Listen again to Spurgeon, "Beloved, if aught of good has been accomplished, or if you and I have routed sin, how has it been? Not by our strength, not by our power, but by the glorious voice of God. When the gospel is truly preached it is God thundering. It may sound as feebly as a child's voice when we tell of Jesus crucified, but it is God thundering, and I tell you, sirs, the thunders of God never so smote the heart of the Philistines as the gospel of Christ does the heart of convinced sinners. …. But to God be the glory-to God-to God-to God alone!"
Samuel's inscription may be read in three ways. First, with an emphasis upon the central word - The LORD has helped us. It is God alone who deserves the glory! Then by looking backward. The words "Up till now" seems like a hand pointing in that direction. Look back. What do you give thanks for this morning? Surely among the great and small bounties we will share will be much testimony to God's mercy, loving kindness and faithfulness. But then the text may be read a third way,-looking forward. "Up till now" means there is yet a distance to be traversed. There will be as Spurgeon puts it: "More trials, more joys; more temptations, more triumphs; more prayers, more answers; more toils, more strength; more fights, more victories; more slanders, more comforts; more lions and bears to be fought, more deep waters, more high mountains; more troops of devils, more hosts of angels yet. And then come sickness, old age, disease, death. Is it over now? No, no, no!
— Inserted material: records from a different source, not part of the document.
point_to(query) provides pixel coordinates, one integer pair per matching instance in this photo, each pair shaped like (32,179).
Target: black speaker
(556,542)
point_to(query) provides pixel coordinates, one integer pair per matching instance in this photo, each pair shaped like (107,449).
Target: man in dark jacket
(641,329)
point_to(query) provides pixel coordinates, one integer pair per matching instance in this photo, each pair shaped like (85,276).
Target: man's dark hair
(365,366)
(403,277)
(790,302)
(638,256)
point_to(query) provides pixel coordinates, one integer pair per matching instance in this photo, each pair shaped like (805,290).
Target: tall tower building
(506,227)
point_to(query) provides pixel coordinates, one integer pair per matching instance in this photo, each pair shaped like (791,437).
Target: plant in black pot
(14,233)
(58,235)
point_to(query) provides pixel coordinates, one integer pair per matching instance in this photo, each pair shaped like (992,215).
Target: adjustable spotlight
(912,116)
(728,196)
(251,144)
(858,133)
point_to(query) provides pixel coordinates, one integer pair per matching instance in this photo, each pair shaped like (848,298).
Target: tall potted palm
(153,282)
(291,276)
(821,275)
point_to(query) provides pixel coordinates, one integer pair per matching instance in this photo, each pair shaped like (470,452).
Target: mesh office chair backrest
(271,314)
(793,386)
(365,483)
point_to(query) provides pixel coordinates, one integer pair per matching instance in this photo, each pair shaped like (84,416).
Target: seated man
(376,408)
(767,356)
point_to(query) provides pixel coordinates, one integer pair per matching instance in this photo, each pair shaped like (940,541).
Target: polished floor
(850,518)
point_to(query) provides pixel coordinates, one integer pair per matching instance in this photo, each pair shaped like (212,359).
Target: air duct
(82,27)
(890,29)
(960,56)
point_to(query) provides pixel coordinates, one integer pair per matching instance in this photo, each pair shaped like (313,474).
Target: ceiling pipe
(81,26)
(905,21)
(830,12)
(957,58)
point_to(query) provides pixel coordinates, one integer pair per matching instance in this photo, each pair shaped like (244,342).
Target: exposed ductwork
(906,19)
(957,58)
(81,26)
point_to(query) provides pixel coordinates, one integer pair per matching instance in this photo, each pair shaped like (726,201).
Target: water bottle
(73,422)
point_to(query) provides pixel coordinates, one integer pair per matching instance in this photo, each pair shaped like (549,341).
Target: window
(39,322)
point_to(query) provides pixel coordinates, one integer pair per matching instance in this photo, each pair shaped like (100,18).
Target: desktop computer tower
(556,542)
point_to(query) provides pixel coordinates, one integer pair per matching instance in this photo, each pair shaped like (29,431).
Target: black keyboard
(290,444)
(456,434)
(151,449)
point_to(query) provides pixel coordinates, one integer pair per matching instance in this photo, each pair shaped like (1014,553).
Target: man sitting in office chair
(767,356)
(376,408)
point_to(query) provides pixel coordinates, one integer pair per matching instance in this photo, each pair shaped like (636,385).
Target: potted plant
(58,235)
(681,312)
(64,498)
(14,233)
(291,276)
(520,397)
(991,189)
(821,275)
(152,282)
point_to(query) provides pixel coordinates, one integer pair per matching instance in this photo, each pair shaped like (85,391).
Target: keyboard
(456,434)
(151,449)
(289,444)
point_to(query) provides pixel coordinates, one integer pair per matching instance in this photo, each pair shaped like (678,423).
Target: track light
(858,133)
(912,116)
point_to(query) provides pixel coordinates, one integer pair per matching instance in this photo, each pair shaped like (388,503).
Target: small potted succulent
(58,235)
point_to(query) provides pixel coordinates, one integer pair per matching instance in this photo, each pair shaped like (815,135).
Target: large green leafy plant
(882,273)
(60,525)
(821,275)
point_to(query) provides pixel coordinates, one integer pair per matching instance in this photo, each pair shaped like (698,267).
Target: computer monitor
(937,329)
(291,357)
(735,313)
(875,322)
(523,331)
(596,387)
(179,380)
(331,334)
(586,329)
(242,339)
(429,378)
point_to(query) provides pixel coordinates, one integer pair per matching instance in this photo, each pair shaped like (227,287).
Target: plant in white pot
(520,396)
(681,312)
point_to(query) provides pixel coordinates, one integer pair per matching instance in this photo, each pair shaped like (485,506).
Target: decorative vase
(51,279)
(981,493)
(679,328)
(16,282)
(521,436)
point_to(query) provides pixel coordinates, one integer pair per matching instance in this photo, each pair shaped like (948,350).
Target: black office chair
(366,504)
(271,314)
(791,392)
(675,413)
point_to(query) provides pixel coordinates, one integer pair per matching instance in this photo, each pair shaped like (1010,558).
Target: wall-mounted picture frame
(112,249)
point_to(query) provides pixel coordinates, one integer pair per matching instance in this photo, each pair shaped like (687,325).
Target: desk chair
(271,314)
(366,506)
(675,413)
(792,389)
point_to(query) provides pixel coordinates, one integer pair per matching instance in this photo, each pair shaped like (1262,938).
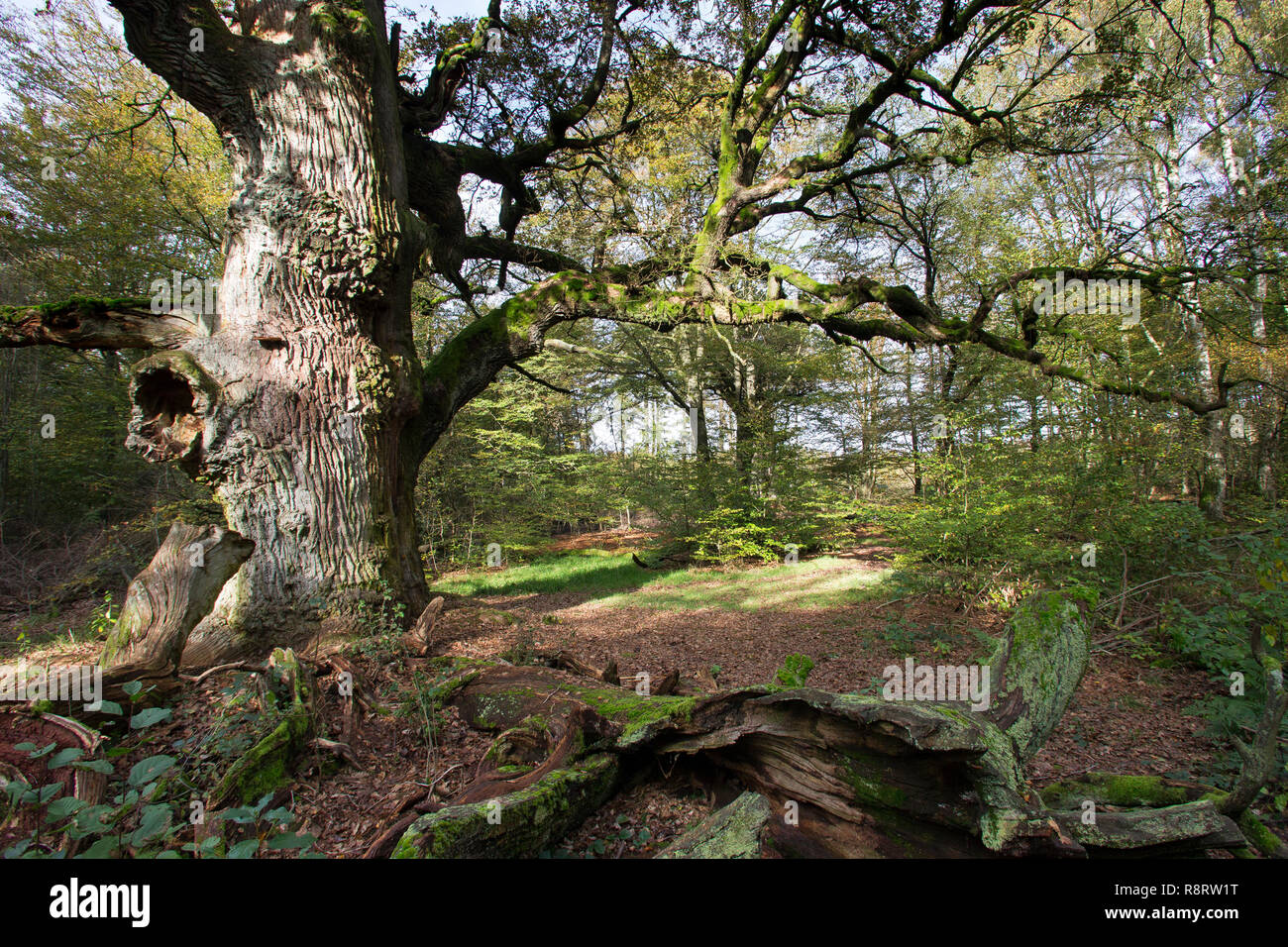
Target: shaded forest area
(797,385)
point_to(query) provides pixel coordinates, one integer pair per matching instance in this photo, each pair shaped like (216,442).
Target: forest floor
(846,611)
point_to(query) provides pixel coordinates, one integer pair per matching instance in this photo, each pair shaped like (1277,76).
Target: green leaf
(62,808)
(244,849)
(95,767)
(153,823)
(146,771)
(67,755)
(291,840)
(149,716)
(103,848)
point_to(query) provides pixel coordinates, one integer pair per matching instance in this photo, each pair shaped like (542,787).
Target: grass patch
(823,582)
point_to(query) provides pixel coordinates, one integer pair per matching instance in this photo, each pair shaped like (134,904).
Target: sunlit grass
(823,582)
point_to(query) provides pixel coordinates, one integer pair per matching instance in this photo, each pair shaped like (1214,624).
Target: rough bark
(165,602)
(837,775)
(738,830)
(266,766)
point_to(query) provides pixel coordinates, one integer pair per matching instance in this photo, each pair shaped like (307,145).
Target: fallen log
(739,830)
(841,775)
(421,635)
(266,767)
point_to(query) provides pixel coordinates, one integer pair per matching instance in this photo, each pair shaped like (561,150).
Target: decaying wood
(266,767)
(421,634)
(165,602)
(88,785)
(738,830)
(838,775)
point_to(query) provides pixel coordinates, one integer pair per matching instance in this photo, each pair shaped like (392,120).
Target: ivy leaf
(67,755)
(150,716)
(244,849)
(151,768)
(153,823)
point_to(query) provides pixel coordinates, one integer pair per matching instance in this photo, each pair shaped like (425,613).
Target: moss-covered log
(1153,832)
(1035,669)
(266,767)
(518,823)
(824,774)
(738,830)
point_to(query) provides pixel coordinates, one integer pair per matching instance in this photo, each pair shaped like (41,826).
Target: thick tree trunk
(300,402)
(166,600)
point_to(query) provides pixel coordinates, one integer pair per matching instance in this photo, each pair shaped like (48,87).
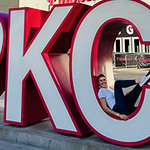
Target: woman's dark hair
(99,76)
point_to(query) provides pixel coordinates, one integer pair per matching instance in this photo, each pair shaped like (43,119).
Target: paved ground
(42,135)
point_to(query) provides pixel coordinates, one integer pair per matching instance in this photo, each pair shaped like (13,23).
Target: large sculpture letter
(3,37)
(85,49)
(30,60)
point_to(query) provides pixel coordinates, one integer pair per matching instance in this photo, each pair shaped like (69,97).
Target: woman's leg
(122,105)
(133,96)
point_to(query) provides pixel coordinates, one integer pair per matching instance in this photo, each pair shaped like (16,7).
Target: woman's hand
(123,117)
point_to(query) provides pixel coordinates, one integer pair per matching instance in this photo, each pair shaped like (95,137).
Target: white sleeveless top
(107,93)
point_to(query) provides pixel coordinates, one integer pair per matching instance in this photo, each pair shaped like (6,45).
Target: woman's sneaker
(144,80)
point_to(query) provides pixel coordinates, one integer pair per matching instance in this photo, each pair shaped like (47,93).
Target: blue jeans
(125,103)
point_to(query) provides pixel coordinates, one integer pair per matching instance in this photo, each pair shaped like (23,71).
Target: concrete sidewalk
(42,135)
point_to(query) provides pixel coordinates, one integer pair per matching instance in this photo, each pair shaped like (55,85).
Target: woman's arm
(108,110)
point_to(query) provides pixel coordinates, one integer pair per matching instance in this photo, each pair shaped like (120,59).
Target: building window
(136,45)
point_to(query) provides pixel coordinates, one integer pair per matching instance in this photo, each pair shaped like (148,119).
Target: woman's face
(103,82)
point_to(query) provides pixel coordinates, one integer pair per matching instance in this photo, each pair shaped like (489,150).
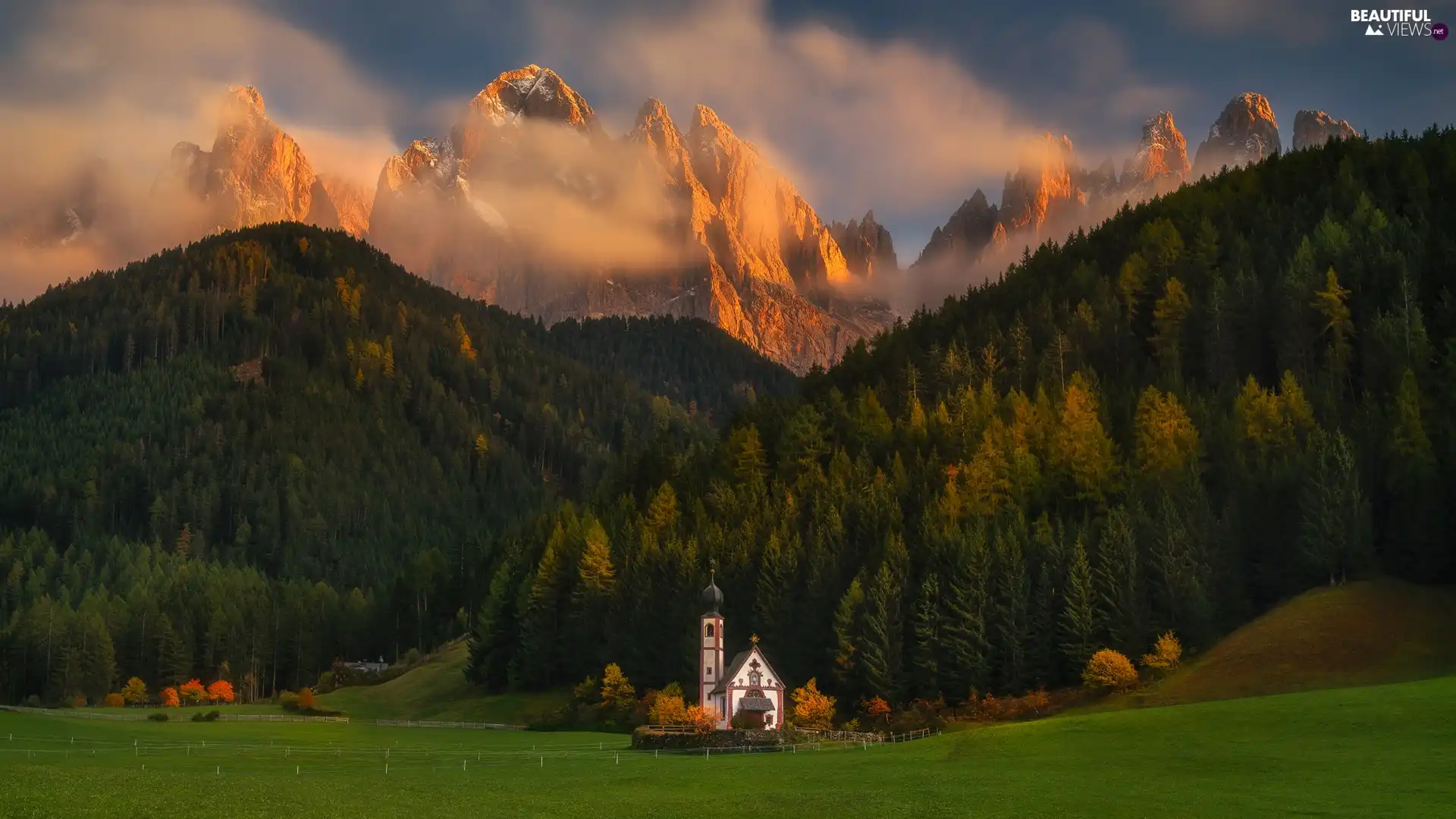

We will raise one stone more when we get into the river, we will shout Ebenezer there: "Up till now the Lord has helped us," for there is more to come. Courage, brethren, then; and as we pile the stones, saying, "Up till now the Lord has helped us," let us just gird up the loins of our mind, and be sober, and hope to the end for the grace that is to be revealed in us, for as it has been, so it shall be world without end." And unto God be glory forever. Amen.